Now, don’t forget, part of the appeal of the first chapter is to keep the reader reading, which means that you need to give them reasons to continue past that chapter. So as you expand on whatever it is that your first chapter deals with, don’t neglect to drop some foreshadowing of events to come, or subtly hint to your reader that the rest of your book is going to deal with situations or elements of what you’re showing them here.
For example, back to the opening chapter of Dead Silver, we had an opening line where the main character reminded himself he was not an adventurer. From there, a few paragraphs move in to give the setting and a few tidbits you absolutely need about the character. Past that, the rest of the chapter builds on that with a flashback to the call that put him on the road in the first place and his own musings as the Rover comes closer to his destination. Included in this is the main character’s own expectations of how the trip will go—each one of which sounds interesting, but serves as a foreshadowing when one by one, they’re all subverted or go horribly wrong. Effectively, the first chapter introduces and sets up the reader’s expectations with a interesting premise, and then gleefully subverts every one of the “things will be normal,” foreshadowing while giving voice to almost every fear that the main character expresses in the opening.
Looking over at MHI or Mistborn, both of those chapters move on to expand on what’s given in the opening paragraphs and line. MHI takes its set-up and then expands into an insane, violent, and bloody battle of the main character against his werewolf boss, delivering by the end its promise of the boss flying from a fourteenth story window. While it’s fun, silly action, it also serves as an example of what to expect from the book as a whole: Lots of secret monsters, crazy combat, and gratuitous guns. Even though the next few chapters follow the recovery and recruitment of the main character, you have the archetype of the first chapter to let you know what’s coming.
Mistborn, on the other hand, expands on its presentation of an unusual world by having the chapter serve as a set-piece for the world. You get more on the ash falling from the sky, more on the culture, and the world itself, all unique and building itself as a backdrop to the world itself. And the first character you’re introduced in the opening paragraphs? Dead by the end of that chapter, as a foreshadowing of what’s coming.
The Final Line—Optional
This last one is optional. After all, if you have a solid opening chapter, you’re going to have the reader’s interest. And it’s hard to pull this one off successfully, so don’t make it a priority. But, if you can, it’s always fun to end an opening chapter with a tantalizing line that hints at the rest of the book. You’ve gotten them with the opening line, meted out the details they absolutely had to know first in the opening, and then foreshadowed things to come. A line at the end is just a bonus. You don’t need it, but it’s nice, as it can serve as a kicker for the rest of the book. A case of heavy foreshadowing or teasing, for example. Do you need one? Not really, so don’t tear yourself up about not having one if you can’t make one work.
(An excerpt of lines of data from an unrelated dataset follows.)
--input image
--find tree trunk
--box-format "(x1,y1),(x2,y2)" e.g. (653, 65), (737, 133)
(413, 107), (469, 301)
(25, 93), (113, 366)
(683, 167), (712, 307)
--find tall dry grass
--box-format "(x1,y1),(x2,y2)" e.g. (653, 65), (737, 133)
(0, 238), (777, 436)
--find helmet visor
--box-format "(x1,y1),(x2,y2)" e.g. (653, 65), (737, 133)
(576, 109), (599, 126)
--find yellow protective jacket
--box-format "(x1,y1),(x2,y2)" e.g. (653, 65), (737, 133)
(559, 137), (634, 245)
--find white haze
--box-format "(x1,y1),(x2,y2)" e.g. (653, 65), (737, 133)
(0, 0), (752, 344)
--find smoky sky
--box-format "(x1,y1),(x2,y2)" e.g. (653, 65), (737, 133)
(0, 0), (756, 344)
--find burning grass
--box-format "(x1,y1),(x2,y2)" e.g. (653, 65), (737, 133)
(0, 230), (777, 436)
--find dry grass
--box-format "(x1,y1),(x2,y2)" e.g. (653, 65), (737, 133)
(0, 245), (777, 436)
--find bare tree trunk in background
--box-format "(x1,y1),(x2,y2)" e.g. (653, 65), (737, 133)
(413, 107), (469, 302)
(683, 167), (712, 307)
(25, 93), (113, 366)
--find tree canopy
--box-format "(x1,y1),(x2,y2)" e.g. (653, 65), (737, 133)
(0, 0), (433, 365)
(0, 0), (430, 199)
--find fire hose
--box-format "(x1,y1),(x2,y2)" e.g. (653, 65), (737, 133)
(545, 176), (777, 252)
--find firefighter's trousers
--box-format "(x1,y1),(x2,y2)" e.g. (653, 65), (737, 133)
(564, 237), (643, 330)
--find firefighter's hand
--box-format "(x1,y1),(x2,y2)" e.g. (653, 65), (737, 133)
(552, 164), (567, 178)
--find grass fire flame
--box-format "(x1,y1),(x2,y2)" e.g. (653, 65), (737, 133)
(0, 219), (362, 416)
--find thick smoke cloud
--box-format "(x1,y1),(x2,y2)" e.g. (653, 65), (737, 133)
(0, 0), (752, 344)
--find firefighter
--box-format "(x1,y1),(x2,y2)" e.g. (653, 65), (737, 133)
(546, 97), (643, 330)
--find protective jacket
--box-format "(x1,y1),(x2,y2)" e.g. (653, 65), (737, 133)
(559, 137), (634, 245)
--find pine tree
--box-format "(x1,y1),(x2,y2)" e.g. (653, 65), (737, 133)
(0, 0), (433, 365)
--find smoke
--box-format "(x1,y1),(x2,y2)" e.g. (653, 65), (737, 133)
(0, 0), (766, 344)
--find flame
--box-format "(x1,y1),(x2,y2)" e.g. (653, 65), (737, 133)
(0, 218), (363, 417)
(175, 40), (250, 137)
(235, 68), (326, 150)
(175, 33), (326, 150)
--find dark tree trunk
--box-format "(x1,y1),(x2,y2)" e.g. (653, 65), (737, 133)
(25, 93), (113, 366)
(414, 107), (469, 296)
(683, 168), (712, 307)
So, that’s my method. I start with an opening line, then expand to the opening paragraphs, then expand to the chapter itself, along the way dolling out information as it’s needed to understand, raise interest, or foreshadow plot. And by the end, I’ve got an introductory chapter that starts simple and then widens in scope, drawing the reader into my work and easing them (whether or not they’ve been dropped) into it; one that serves to naturally move into the story as a whole.